Constructors (and only them) create a typed complex thing
e.g. cons 1 2 creates a cons int int pair.
Accessors are constructor arguments that return respectively typed values
for cons, the definition might be def cons = type (car cdr) ... with car and cdr as accessors. For cons int bool, car returns an int, and cdr returns a bool.

This (structural typing) system allows building arbitrarily complex data structures. And that—added to arbitrarily shapeable base language—is more than enough for practical programming.

Cutting on Packaging: File System #

Now that we have a nice little language, we need to think about its ecosystem.
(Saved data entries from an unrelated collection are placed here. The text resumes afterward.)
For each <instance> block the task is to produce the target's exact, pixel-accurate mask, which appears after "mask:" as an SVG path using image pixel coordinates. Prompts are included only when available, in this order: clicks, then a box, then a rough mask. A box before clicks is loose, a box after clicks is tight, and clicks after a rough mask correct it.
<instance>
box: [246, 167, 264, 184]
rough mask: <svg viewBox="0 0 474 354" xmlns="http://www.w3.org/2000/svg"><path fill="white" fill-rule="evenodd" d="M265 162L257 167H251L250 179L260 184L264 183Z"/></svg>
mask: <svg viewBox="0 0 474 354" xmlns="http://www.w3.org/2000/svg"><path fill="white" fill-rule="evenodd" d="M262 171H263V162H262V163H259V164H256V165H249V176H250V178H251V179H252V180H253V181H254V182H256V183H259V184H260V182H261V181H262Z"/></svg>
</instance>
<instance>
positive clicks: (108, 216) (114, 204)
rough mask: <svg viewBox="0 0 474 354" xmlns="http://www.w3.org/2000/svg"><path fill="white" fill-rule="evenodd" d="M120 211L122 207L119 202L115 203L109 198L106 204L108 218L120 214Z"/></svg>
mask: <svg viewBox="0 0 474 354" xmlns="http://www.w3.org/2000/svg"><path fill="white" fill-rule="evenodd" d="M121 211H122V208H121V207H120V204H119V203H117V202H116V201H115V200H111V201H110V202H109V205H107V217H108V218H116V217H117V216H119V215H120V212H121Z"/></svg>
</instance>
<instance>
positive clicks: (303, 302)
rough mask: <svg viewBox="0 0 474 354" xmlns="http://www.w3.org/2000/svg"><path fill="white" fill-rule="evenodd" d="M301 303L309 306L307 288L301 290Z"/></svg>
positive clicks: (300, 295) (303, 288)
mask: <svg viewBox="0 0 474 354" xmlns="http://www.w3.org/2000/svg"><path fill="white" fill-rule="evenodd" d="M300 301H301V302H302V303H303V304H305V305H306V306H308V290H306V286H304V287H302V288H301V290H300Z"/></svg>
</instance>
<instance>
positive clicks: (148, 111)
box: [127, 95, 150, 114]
How does one distribute scripts or libraries? Of course, as plaintext files—everything else is bloated. But how do we build and resolve dependencies for it? Let's use filesystem for that!

One of the packaging systems might be:

Our program can then just be something like:

0500-bool.lmb
...
1500-cons.lmb
2000-int.lmb
3000-char.lmb
...
5500-string.lmb
...
7000-record.lmb
8000-io.lmb
...
your-script.lmb
Naming files with numbers keeps them sorted

It's easy to package and distribute our libraries and script now. The only challenge left is the organizational one: how do I make people follow the convention and use this language? But that's a topic for another post.

All the Corners Are Cut: Lamber! #

This journey of lazy PL design comes to an end. I've ended up with functional-nominally-optionally-typed-whitespace-insensitive-reverse-polish-notation-language. Let's call it Lamber and give it some stars and use!

P.S. I have to acknowledge inspiration taken from Lua and another less known project: Wisp (SRFI-119). Most of the syntax ideas come from Arne Babenhauserheide's work, including tail-heavy colons and form-ending periods (not featured in the post, but present in Lamber.) So thanks to him for all these ideas!